Cannabis, da Salvini solo "fumo": non può chiudere gli shop 'legali'

Lorenzo è un imprenditore che ha scommesso sul commercio della cannabis legale e ai microfoni di Today lancia un appello al ministro dell'Interno: "Salvini non combattere chi lavora"

"Salvini non combattere chi lavora, i veri problemi sono altri!". Ai microfoni di Today, parla Lorenzo, un imprenditore di Roma che ha scommesso sul commercio della cannabis legale: "La dichiarazione di guerra del Ministro degli interni sui ‘cannabis shop’ è solo fumo negli occhi per distrarre l’opinione pubblica dal caso Siri". 

Dopo la promessa di battaglia di Salvini contro tutti i negozi di cannabis light in Italia, arrivano le risposte dei piccoli commercianti che non si considerano spacciatori: "Il nostro è un lavoro legale che non c’entra niente con la droga". 

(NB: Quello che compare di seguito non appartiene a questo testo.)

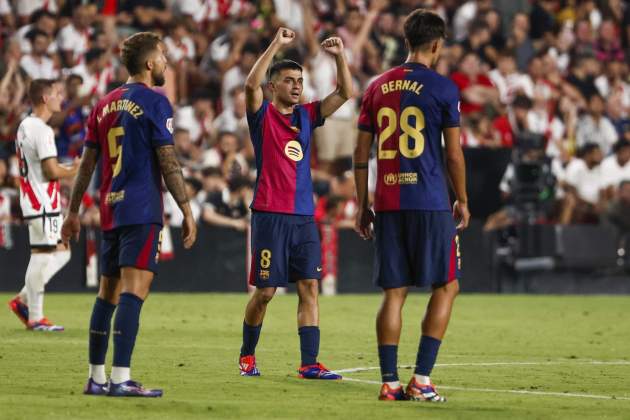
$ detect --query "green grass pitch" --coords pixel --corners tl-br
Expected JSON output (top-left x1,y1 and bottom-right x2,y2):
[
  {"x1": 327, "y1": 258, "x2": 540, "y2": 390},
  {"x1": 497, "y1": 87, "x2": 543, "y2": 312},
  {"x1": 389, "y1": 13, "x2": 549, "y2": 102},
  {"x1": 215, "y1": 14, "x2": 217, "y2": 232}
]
[{"x1": 0, "y1": 294, "x2": 630, "y2": 419}]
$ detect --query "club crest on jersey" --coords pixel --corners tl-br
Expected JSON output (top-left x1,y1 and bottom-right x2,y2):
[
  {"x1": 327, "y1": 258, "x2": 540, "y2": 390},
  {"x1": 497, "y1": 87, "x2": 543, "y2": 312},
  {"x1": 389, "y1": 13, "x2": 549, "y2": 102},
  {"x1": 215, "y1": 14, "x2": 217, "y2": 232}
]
[{"x1": 284, "y1": 140, "x2": 304, "y2": 162}]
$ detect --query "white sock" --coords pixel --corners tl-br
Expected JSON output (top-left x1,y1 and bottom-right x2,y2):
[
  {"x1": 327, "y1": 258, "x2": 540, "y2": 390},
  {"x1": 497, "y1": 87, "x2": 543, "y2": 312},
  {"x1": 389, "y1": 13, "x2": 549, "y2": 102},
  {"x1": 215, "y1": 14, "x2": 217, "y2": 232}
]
[
  {"x1": 385, "y1": 381, "x2": 400, "y2": 389},
  {"x1": 89, "y1": 365, "x2": 107, "y2": 385},
  {"x1": 44, "y1": 250, "x2": 70, "y2": 284},
  {"x1": 25, "y1": 254, "x2": 53, "y2": 322},
  {"x1": 111, "y1": 366, "x2": 131, "y2": 384},
  {"x1": 413, "y1": 373, "x2": 431, "y2": 385},
  {"x1": 18, "y1": 284, "x2": 28, "y2": 306}
]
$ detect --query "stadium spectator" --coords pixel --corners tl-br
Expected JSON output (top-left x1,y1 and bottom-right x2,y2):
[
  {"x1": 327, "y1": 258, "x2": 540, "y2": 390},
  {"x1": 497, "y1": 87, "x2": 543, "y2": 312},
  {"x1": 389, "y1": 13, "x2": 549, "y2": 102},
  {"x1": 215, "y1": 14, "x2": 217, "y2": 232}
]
[
  {"x1": 604, "y1": 180, "x2": 630, "y2": 236},
  {"x1": 20, "y1": 29, "x2": 59, "y2": 79},
  {"x1": 13, "y1": 9, "x2": 57, "y2": 54},
  {"x1": 601, "y1": 139, "x2": 630, "y2": 194},
  {"x1": 50, "y1": 74, "x2": 92, "y2": 162},
  {"x1": 575, "y1": 93, "x2": 619, "y2": 156},
  {"x1": 174, "y1": 92, "x2": 214, "y2": 145},
  {"x1": 69, "y1": 48, "x2": 114, "y2": 100},
  {"x1": 57, "y1": 5, "x2": 93, "y2": 67},
  {"x1": 560, "y1": 143, "x2": 603, "y2": 224},
  {"x1": 451, "y1": 52, "x2": 499, "y2": 116},
  {"x1": 488, "y1": 51, "x2": 534, "y2": 105}
]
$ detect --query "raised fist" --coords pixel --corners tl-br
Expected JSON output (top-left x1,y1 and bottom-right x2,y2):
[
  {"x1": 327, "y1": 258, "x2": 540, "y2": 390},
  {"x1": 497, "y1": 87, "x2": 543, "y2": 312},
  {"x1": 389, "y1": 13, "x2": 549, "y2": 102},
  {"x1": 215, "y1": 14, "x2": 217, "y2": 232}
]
[
  {"x1": 273, "y1": 28, "x2": 295, "y2": 46},
  {"x1": 321, "y1": 36, "x2": 343, "y2": 55}
]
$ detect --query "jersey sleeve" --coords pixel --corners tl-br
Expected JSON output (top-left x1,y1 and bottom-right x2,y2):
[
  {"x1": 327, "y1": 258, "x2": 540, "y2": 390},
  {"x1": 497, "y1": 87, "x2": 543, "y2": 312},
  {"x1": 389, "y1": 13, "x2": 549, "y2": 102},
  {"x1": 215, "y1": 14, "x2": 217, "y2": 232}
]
[
  {"x1": 359, "y1": 86, "x2": 376, "y2": 133},
  {"x1": 84, "y1": 107, "x2": 99, "y2": 150},
  {"x1": 247, "y1": 99, "x2": 269, "y2": 142},
  {"x1": 149, "y1": 94, "x2": 174, "y2": 147},
  {"x1": 35, "y1": 127, "x2": 57, "y2": 160},
  {"x1": 442, "y1": 81, "x2": 460, "y2": 128},
  {"x1": 304, "y1": 101, "x2": 325, "y2": 129}
]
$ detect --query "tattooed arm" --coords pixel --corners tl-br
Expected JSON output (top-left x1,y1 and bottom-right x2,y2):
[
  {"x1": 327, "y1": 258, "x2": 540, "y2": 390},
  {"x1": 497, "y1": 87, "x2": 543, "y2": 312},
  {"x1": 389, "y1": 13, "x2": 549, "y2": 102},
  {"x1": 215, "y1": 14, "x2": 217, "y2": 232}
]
[
  {"x1": 155, "y1": 145, "x2": 197, "y2": 248},
  {"x1": 61, "y1": 147, "x2": 99, "y2": 245}
]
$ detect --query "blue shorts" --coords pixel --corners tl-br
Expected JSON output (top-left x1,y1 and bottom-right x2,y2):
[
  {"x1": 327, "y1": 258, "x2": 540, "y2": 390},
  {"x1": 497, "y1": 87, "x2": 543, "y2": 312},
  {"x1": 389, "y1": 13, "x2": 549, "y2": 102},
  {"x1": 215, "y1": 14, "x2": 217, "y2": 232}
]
[
  {"x1": 374, "y1": 210, "x2": 461, "y2": 289},
  {"x1": 101, "y1": 224, "x2": 162, "y2": 277},
  {"x1": 249, "y1": 211, "x2": 322, "y2": 288}
]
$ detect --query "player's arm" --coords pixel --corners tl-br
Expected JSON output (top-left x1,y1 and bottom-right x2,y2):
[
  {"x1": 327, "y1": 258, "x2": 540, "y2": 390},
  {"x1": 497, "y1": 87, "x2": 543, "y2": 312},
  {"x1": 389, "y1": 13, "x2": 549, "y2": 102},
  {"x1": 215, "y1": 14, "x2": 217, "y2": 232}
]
[
  {"x1": 61, "y1": 147, "x2": 99, "y2": 245},
  {"x1": 245, "y1": 28, "x2": 295, "y2": 113},
  {"x1": 320, "y1": 37, "x2": 352, "y2": 118},
  {"x1": 42, "y1": 156, "x2": 79, "y2": 181},
  {"x1": 354, "y1": 130, "x2": 374, "y2": 239},
  {"x1": 155, "y1": 145, "x2": 197, "y2": 249},
  {"x1": 443, "y1": 127, "x2": 470, "y2": 229}
]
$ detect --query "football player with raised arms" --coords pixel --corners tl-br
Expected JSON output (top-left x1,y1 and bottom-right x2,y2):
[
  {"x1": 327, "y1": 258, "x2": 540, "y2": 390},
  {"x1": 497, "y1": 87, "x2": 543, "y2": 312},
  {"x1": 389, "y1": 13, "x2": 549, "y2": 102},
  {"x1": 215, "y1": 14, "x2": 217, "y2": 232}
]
[
  {"x1": 239, "y1": 28, "x2": 352, "y2": 379},
  {"x1": 354, "y1": 9, "x2": 470, "y2": 402}
]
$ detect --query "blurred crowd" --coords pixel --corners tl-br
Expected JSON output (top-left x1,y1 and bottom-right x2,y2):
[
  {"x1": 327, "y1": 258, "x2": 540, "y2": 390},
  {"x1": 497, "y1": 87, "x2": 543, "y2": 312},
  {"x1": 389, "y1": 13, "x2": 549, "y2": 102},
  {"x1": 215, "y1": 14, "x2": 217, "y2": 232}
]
[{"x1": 0, "y1": 0, "x2": 630, "y2": 255}]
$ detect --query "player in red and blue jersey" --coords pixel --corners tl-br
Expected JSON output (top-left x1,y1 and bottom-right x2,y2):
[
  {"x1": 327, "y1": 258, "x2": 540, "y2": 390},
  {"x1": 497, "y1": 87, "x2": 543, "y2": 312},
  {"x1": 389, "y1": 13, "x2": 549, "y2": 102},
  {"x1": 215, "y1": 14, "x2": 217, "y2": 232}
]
[
  {"x1": 62, "y1": 32, "x2": 197, "y2": 397},
  {"x1": 355, "y1": 9, "x2": 470, "y2": 402},
  {"x1": 239, "y1": 28, "x2": 352, "y2": 379}
]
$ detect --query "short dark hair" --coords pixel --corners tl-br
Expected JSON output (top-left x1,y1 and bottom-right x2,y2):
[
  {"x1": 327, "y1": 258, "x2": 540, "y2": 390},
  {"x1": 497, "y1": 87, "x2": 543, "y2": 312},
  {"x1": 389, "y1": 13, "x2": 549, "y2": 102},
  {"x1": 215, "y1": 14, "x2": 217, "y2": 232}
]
[
  {"x1": 29, "y1": 9, "x2": 55, "y2": 23},
  {"x1": 576, "y1": 143, "x2": 600, "y2": 159},
  {"x1": 613, "y1": 138, "x2": 630, "y2": 153},
  {"x1": 66, "y1": 73, "x2": 83, "y2": 83},
  {"x1": 28, "y1": 79, "x2": 57, "y2": 105},
  {"x1": 85, "y1": 47, "x2": 105, "y2": 63},
  {"x1": 25, "y1": 28, "x2": 50, "y2": 42},
  {"x1": 120, "y1": 32, "x2": 162, "y2": 76},
  {"x1": 269, "y1": 60, "x2": 302, "y2": 79},
  {"x1": 404, "y1": 9, "x2": 446, "y2": 50}
]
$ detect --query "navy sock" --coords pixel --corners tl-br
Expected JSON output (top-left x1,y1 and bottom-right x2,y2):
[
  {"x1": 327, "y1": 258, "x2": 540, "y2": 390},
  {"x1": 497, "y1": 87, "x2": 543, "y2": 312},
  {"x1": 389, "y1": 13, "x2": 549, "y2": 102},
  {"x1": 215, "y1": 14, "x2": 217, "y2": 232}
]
[
  {"x1": 241, "y1": 321, "x2": 262, "y2": 356},
  {"x1": 90, "y1": 297, "x2": 116, "y2": 365},
  {"x1": 298, "y1": 327, "x2": 319, "y2": 366},
  {"x1": 415, "y1": 335, "x2": 442, "y2": 376},
  {"x1": 378, "y1": 344, "x2": 399, "y2": 382},
  {"x1": 114, "y1": 293, "x2": 144, "y2": 367}
]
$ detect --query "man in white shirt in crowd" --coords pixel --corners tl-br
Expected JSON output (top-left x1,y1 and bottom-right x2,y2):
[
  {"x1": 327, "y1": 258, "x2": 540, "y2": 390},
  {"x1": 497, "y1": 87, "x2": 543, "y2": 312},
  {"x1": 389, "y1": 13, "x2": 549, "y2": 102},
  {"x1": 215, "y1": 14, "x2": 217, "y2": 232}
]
[
  {"x1": 601, "y1": 139, "x2": 630, "y2": 194},
  {"x1": 575, "y1": 94, "x2": 619, "y2": 156},
  {"x1": 13, "y1": 9, "x2": 57, "y2": 54},
  {"x1": 9, "y1": 79, "x2": 79, "y2": 331},
  {"x1": 57, "y1": 5, "x2": 92, "y2": 67},
  {"x1": 20, "y1": 29, "x2": 59, "y2": 79},
  {"x1": 69, "y1": 48, "x2": 114, "y2": 101},
  {"x1": 560, "y1": 143, "x2": 603, "y2": 224}
]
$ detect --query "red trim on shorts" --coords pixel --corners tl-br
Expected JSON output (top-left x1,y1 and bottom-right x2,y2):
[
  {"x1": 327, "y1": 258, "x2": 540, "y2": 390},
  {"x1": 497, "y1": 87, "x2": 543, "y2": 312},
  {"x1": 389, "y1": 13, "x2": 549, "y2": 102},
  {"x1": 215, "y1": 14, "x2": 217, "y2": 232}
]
[
  {"x1": 446, "y1": 238, "x2": 457, "y2": 283},
  {"x1": 248, "y1": 249, "x2": 256, "y2": 286},
  {"x1": 20, "y1": 178, "x2": 42, "y2": 211},
  {"x1": 136, "y1": 226, "x2": 155, "y2": 269}
]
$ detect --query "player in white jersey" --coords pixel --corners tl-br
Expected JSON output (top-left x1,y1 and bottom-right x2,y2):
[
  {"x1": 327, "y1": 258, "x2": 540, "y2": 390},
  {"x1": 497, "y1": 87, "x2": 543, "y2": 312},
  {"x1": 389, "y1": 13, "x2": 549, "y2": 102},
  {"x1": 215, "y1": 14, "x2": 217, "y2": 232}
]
[{"x1": 9, "y1": 79, "x2": 79, "y2": 331}]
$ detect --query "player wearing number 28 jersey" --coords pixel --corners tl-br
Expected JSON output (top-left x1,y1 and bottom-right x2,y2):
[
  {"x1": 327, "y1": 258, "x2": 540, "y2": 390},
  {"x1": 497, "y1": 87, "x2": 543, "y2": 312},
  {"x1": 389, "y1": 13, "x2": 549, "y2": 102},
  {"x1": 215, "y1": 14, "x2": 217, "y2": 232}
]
[{"x1": 355, "y1": 9, "x2": 469, "y2": 402}]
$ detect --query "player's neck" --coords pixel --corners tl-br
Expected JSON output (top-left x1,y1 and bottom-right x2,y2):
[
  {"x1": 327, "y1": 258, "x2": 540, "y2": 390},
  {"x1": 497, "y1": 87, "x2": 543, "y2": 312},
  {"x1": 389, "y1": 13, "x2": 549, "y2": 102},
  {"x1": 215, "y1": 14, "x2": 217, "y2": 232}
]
[
  {"x1": 405, "y1": 52, "x2": 433, "y2": 68},
  {"x1": 33, "y1": 105, "x2": 52, "y2": 123},
  {"x1": 127, "y1": 74, "x2": 153, "y2": 88}
]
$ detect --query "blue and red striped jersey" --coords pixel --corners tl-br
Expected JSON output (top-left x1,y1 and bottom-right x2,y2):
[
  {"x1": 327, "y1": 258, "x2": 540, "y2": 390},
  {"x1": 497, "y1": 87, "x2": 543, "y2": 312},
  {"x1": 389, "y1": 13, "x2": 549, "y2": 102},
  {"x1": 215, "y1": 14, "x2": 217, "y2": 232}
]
[
  {"x1": 359, "y1": 63, "x2": 459, "y2": 211},
  {"x1": 247, "y1": 100, "x2": 324, "y2": 216},
  {"x1": 85, "y1": 83, "x2": 173, "y2": 231}
]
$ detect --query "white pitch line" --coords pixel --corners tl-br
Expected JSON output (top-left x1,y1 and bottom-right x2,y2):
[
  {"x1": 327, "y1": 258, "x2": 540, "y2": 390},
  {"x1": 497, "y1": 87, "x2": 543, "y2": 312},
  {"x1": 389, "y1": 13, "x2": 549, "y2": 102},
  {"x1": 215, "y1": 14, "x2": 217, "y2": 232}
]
[
  {"x1": 335, "y1": 360, "x2": 630, "y2": 373},
  {"x1": 346, "y1": 378, "x2": 630, "y2": 401}
]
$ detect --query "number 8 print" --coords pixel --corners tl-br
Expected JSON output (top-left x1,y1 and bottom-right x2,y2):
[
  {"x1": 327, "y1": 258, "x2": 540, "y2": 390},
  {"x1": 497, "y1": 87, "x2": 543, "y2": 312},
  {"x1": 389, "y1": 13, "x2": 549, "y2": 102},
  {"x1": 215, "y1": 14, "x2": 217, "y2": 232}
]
[{"x1": 260, "y1": 249, "x2": 271, "y2": 268}]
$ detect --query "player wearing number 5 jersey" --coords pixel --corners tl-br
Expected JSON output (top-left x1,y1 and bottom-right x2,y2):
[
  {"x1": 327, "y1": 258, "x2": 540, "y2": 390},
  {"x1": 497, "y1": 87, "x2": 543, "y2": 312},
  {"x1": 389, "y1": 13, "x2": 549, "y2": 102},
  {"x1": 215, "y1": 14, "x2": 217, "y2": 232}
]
[
  {"x1": 355, "y1": 9, "x2": 470, "y2": 402},
  {"x1": 62, "y1": 32, "x2": 196, "y2": 397},
  {"x1": 9, "y1": 79, "x2": 78, "y2": 331}
]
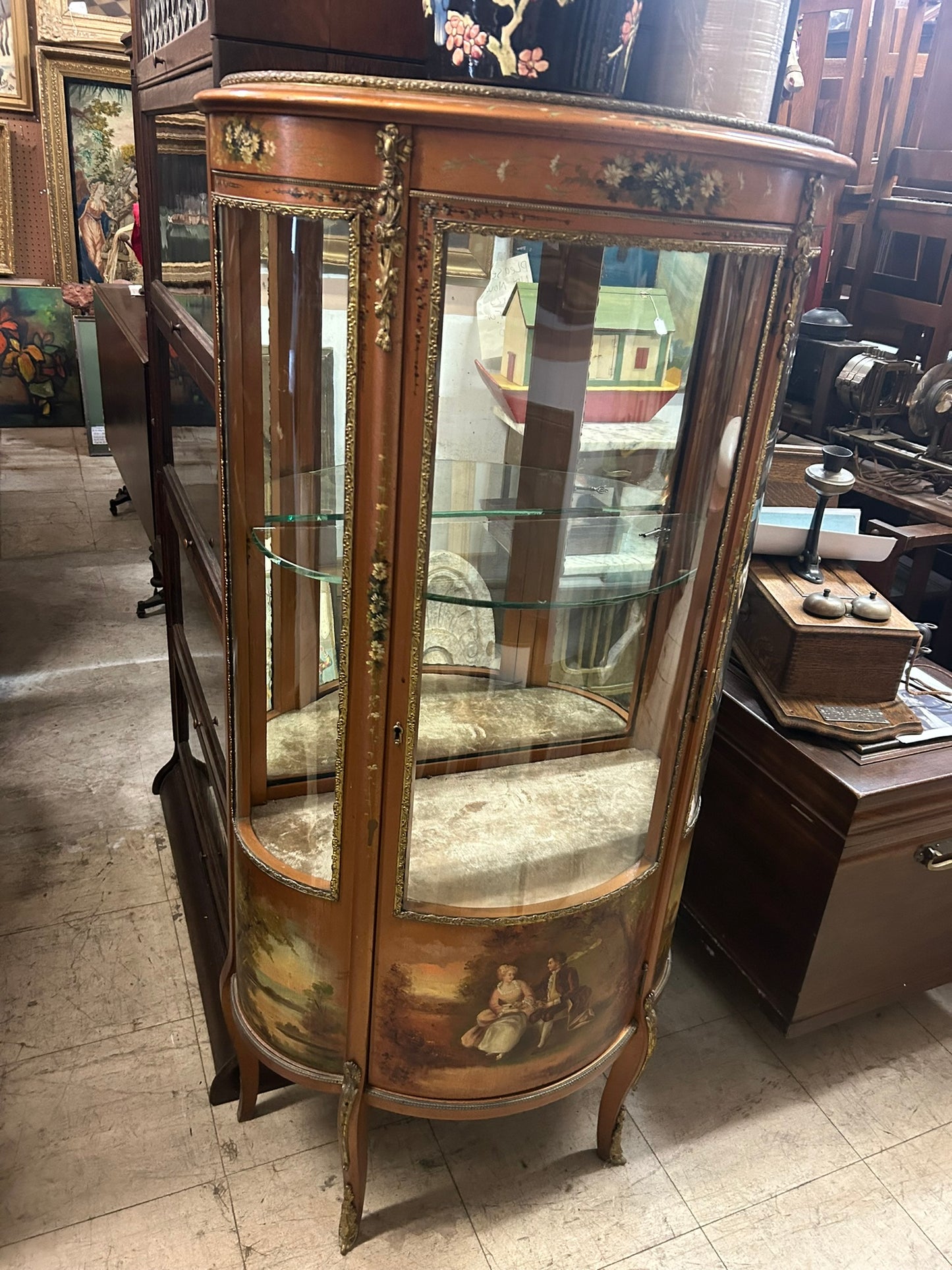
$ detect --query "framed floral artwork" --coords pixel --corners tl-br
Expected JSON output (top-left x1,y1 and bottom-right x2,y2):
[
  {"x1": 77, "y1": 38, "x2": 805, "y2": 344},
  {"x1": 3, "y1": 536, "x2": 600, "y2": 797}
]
[
  {"x1": 36, "y1": 0, "x2": 132, "y2": 47},
  {"x1": 0, "y1": 0, "x2": 33, "y2": 111},
  {"x1": 37, "y1": 47, "x2": 138, "y2": 286},
  {"x1": 0, "y1": 122, "x2": 16, "y2": 275}
]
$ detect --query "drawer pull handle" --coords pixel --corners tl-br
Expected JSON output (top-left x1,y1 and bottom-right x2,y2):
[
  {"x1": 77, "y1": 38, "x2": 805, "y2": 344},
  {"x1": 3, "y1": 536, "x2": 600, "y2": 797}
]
[{"x1": 915, "y1": 842, "x2": 952, "y2": 873}]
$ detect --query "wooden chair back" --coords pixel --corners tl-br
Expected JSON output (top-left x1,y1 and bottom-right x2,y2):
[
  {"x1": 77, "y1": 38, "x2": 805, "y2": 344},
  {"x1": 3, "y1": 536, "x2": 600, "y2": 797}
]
[
  {"x1": 779, "y1": 0, "x2": 874, "y2": 154},
  {"x1": 851, "y1": 0, "x2": 926, "y2": 190}
]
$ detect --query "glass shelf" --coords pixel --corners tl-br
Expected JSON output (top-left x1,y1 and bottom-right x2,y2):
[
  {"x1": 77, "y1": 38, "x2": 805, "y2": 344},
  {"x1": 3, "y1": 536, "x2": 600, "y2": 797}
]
[
  {"x1": 250, "y1": 462, "x2": 697, "y2": 612},
  {"x1": 258, "y1": 460, "x2": 664, "y2": 527}
]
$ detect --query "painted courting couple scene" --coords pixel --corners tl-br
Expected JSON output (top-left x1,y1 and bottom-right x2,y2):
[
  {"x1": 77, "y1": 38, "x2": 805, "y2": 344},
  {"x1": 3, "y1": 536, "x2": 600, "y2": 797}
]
[{"x1": 461, "y1": 952, "x2": 596, "y2": 1060}]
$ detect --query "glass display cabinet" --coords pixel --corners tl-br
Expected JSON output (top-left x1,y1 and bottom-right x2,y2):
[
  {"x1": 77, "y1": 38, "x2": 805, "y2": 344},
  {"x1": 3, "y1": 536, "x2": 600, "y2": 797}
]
[
  {"x1": 199, "y1": 74, "x2": 851, "y2": 1251},
  {"x1": 130, "y1": 0, "x2": 426, "y2": 1104}
]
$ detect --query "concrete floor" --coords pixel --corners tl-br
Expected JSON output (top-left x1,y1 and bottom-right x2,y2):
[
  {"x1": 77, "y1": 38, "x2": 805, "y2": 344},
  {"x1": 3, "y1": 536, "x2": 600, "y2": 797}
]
[{"x1": 0, "y1": 429, "x2": 952, "y2": 1270}]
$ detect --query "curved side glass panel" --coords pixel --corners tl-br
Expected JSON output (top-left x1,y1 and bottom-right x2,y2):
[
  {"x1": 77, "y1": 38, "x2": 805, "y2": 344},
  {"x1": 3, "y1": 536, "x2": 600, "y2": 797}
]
[
  {"x1": 222, "y1": 208, "x2": 355, "y2": 890},
  {"x1": 397, "y1": 236, "x2": 770, "y2": 915}
]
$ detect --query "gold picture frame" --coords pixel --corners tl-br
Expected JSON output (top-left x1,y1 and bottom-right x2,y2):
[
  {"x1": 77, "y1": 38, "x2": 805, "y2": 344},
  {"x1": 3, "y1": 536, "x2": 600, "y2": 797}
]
[
  {"x1": 36, "y1": 0, "x2": 132, "y2": 48},
  {"x1": 0, "y1": 0, "x2": 33, "y2": 111},
  {"x1": 37, "y1": 47, "x2": 130, "y2": 286},
  {"x1": 0, "y1": 121, "x2": 16, "y2": 278},
  {"x1": 155, "y1": 111, "x2": 212, "y2": 287}
]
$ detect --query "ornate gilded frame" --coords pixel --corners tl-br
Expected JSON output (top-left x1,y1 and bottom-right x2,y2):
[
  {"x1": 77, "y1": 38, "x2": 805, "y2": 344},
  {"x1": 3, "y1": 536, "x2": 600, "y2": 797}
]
[
  {"x1": 37, "y1": 48, "x2": 130, "y2": 286},
  {"x1": 392, "y1": 208, "x2": 788, "y2": 927},
  {"x1": 0, "y1": 122, "x2": 16, "y2": 277},
  {"x1": 0, "y1": 0, "x2": 33, "y2": 111},
  {"x1": 36, "y1": 0, "x2": 132, "y2": 48},
  {"x1": 155, "y1": 112, "x2": 211, "y2": 286}
]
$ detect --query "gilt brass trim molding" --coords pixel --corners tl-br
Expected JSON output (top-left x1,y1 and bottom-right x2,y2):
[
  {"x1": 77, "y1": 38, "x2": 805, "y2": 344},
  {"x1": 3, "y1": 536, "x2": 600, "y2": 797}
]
[
  {"x1": 777, "y1": 177, "x2": 822, "y2": 363},
  {"x1": 373, "y1": 123, "x2": 412, "y2": 353},
  {"x1": 221, "y1": 71, "x2": 834, "y2": 151}
]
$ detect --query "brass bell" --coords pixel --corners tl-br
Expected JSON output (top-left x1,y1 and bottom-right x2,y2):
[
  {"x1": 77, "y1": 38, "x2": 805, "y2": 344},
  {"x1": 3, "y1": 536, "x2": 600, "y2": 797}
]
[
  {"x1": 851, "y1": 591, "x2": 892, "y2": 622},
  {"x1": 804, "y1": 587, "x2": 847, "y2": 621}
]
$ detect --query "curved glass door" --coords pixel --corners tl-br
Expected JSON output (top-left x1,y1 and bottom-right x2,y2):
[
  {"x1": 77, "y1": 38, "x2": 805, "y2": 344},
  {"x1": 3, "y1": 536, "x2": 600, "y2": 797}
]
[
  {"x1": 397, "y1": 237, "x2": 770, "y2": 917},
  {"x1": 219, "y1": 207, "x2": 356, "y2": 890}
]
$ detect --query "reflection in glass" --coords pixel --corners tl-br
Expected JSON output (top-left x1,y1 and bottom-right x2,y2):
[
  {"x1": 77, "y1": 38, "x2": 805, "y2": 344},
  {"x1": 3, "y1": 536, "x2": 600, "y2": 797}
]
[
  {"x1": 179, "y1": 533, "x2": 227, "y2": 762},
  {"x1": 403, "y1": 239, "x2": 707, "y2": 912},
  {"x1": 242, "y1": 214, "x2": 350, "y2": 886}
]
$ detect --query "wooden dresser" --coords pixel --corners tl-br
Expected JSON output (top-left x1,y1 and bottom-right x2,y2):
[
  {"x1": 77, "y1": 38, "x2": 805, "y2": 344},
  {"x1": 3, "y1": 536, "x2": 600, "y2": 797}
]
[{"x1": 683, "y1": 667, "x2": 952, "y2": 1036}]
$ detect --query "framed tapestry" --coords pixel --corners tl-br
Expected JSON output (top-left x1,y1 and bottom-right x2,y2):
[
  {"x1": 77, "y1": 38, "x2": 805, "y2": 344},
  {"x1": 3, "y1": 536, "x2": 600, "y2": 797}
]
[
  {"x1": 0, "y1": 121, "x2": 16, "y2": 275},
  {"x1": 37, "y1": 47, "x2": 138, "y2": 286},
  {"x1": 0, "y1": 0, "x2": 33, "y2": 111},
  {"x1": 37, "y1": 0, "x2": 132, "y2": 45}
]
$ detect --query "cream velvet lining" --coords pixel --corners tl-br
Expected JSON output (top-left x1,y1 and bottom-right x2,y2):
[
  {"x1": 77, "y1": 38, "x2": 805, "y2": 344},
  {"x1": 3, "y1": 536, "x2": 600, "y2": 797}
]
[
  {"x1": 268, "y1": 673, "x2": 625, "y2": 780},
  {"x1": 251, "y1": 741, "x2": 659, "y2": 908}
]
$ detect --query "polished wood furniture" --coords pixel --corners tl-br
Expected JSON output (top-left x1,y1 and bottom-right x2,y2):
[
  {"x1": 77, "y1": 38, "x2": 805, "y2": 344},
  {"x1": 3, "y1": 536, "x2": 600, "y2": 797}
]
[
  {"x1": 130, "y1": 0, "x2": 426, "y2": 1103},
  {"x1": 848, "y1": 148, "x2": 952, "y2": 370},
  {"x1": 734, "y1": 556, "x2": 919, "y2": 739},
  {"x1": 683, "y1": 667, "x2": 952, "y2": 1036},
  {"x1": 93, "y1": 282, "x2": 155, "y2": 548},
  {"x1": 199, "y1": 74, "x2": 851, "y2": 1251},
  {"x1": 778, "y1": 0, "x2": 874, "y2": 154}
]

"Uno a uno, li chiuderemo tutti", ha detto il vice premier ma più che ultimatum sembra uno slogan elettorale in vista delle elezioni europee.  La direttiva ufficiale del Viminale non prevede la chiusura generalizzata dei "Cannabis shop" ma un giro di vite sui requisiti. Un più capillare monitoraggio delle rivendite. Una verifica sui prodotti  e in particolare sul rispetto dei limiti imposti dalla legge sulle quantità effettive dei principi attivi psicotropi. 

Ma chi sono i clienti tipo? Quali sono i prodotti a base di canapa che si vendono di più? È vero che l’accesso alla cannabis anche se legale avvicina i più giovani alle droghe? E le mafie, ci perdono o ci guadagnano? È un mercato in crescita che non coinvolge solo le attività commerciali ma anche quelle produttive del settore agricolo italiano.